09 June 2020

Removing malware from PDF's

Sometimes PDF files can contain malware. Although the techniques listed below are not a fool-proof guarantee of getting rid of malware, it can get rid of malware that's embedded in the metadata of PDF files.

First, confirm that the PDF has malware.

Now create the following bash script in a file named malwareRemover.sh:
(make sure you use a tab instead of spaces for the lines within the for loop).

#!/bin/bash
clear
for f in *.pdf; do
    echo "Removing malware from $f:"
    echo "-------------------------------"
    echo ""
    #---convert
    tempFilename="temp.ps"
    echo "Converting $f to $tempFilename"
    pdf2ps $f $tempFilename
    echo "Deleting $f"
    rm $f
    echo "Converting $tempFilename back to $f"
    ps2pdf $tempFilename $f
    echo "Deleting the ps file"
    rm $tempFilename
done


Change the permissions of the file and install ghostscript:
chmod +x malwareRemover.sh
sudo apt-get install ghostscript

Run it with all the PDF files in the same folder as malwareRemover.sh.
./malwareRemover.sh


If you are using Didier Stevens' tools, this script will help:

#!/bin/bash
clear
for f in *.pdf; do  
    echo "Scanning $f for malicious data:"
    echo "-------------------------------"
    echo ""
    #---scan
    python3 pdfid.py $f
done

echo ""
echo "How to interpret the info:"
echo "------------------------------"
echo "* Almost every PDF documents will contain the first 7 words (obj through startxref), and to a lesser extent stream and endstream.
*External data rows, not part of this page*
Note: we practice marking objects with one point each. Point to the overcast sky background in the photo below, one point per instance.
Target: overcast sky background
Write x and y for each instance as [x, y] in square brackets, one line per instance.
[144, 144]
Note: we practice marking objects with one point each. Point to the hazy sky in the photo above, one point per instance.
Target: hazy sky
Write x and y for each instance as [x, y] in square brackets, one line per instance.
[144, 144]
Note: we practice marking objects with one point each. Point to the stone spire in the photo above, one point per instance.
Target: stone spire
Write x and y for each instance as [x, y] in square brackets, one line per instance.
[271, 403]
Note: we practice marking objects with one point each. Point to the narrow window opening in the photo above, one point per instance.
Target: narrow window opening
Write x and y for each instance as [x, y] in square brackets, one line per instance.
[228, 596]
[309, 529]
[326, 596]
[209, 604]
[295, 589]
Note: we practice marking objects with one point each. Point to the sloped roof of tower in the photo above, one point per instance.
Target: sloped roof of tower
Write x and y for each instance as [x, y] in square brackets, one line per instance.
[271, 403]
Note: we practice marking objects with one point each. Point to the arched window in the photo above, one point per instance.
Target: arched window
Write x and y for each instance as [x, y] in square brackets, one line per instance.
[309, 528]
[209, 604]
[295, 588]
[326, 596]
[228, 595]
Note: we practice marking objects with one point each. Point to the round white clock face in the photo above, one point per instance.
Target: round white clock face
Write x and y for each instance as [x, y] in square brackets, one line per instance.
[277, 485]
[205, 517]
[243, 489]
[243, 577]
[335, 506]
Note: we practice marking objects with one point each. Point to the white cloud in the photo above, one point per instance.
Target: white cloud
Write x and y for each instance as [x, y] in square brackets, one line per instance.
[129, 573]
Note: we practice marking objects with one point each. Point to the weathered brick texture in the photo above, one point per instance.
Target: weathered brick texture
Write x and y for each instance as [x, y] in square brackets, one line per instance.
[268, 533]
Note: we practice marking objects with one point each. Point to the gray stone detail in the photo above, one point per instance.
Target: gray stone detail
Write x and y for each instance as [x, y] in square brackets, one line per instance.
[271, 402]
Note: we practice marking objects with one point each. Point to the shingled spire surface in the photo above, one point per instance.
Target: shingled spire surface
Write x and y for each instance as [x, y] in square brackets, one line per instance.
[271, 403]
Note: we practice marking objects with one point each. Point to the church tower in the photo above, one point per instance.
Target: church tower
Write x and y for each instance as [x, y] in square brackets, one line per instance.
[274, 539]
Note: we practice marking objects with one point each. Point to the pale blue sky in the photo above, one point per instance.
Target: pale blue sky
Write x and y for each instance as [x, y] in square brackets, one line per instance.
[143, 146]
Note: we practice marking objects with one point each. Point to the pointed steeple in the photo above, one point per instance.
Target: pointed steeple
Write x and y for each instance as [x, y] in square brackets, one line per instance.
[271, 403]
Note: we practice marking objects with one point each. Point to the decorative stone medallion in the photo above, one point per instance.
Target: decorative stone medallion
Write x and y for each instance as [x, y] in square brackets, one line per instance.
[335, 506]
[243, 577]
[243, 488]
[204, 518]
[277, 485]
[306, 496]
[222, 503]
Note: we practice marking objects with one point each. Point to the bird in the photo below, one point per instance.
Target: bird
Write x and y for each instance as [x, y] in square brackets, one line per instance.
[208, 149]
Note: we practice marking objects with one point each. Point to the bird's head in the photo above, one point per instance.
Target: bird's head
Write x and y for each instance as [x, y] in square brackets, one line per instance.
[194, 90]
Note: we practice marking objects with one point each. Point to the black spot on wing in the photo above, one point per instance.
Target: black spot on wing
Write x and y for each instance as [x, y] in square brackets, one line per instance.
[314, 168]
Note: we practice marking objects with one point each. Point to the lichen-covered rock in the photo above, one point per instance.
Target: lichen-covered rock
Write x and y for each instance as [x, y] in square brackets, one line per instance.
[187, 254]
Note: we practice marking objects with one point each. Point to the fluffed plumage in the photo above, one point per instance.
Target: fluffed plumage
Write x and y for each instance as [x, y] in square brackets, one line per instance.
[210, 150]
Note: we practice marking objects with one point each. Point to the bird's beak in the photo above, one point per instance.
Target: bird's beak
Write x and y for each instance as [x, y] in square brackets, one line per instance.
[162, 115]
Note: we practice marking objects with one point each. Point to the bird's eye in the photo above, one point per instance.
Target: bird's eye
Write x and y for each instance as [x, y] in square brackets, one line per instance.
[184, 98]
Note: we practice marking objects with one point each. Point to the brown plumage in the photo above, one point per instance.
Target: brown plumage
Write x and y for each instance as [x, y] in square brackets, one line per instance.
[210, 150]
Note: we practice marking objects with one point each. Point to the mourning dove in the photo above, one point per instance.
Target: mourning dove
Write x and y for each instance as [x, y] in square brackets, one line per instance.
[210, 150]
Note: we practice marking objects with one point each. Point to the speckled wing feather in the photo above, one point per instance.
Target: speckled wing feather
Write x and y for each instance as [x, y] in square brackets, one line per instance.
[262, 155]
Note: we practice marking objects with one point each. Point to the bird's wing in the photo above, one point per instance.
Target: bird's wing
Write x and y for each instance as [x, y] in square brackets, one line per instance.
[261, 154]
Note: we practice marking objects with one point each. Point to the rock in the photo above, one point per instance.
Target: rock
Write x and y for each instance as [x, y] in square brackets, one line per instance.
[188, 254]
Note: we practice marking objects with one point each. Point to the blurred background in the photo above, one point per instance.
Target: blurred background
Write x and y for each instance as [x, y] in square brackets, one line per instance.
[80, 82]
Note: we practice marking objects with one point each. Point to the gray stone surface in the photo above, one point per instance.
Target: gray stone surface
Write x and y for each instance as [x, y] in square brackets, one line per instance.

I’ve found a couple of PDF documents without xref or trailer, but these are rare (BTW, this is not an indication of a malicious PDF document)."
echo "* /Page gives an indication of the number of pages in the PDF document. Most malicious PDF document have only one page."
echo "* /Encrypt indicates that the PDF document has DRM or needs a password to be read."
echo "* /ObjStm counts the number of object streams. An object stream is a stream object that can contain other objects, and can therefor be used to obfuscate objects (by using different filters)."
echo "* /JS and /JavaScript indicate that the PDF document contains JavaScript. Almost all malicious PDF documents that I’ve found in the wild contain JavaScript (to exploit a JavaScript vulnerability and/or to execute a heap spray). Of course, you can also find JavaScript in PDF documents without malicious intend."
echo "* /AA and /OpenAction indicate an automatic action to be performed when the page/document is viewed. All malicious PDF documents with JavaScript I’ve seen in the wild had an automatic action to launch the JavaScript without user interaction."
echo "* The combination of automatic action  and JavaScript makes a PDF document very suspicious."
echo "* /JBIG2Decode indicates if the PDF document uses JBIG2 compression. This is not necessarily and indication of a malicious PDF document, but requires further investigation."
echo "* /RichMedia is for embedded Flash."
echo "* /Launch counts launch actions."
echo "* /XFA is for XML Forms Architecture."
echo "* A number that appears between parentheses after the counter represents the number of obfuscated occurrences. For example, /JBIG2Decode 1(1) tells you that the PDF document contains the name /JBIG2Decode and that it was obfuscated (using hexcodes, e.g. /JBIG#32Decode)."
echo "* BTW, all the counters can be skewed if the PDF document is saved with incremental updates."
echo ""

 

2 comments:

Tanmay said...

would like to collaborate with you for malware removing and detection sw !

Nav said...

Glad to hear that Tanmay, but what did you have in mind? Is it about writing a Python script that makes the result more human readable? I'm not very knowledgeable in the field of malware detection, so this will require a good amount of learning. I hope you are knowledgeable in this field?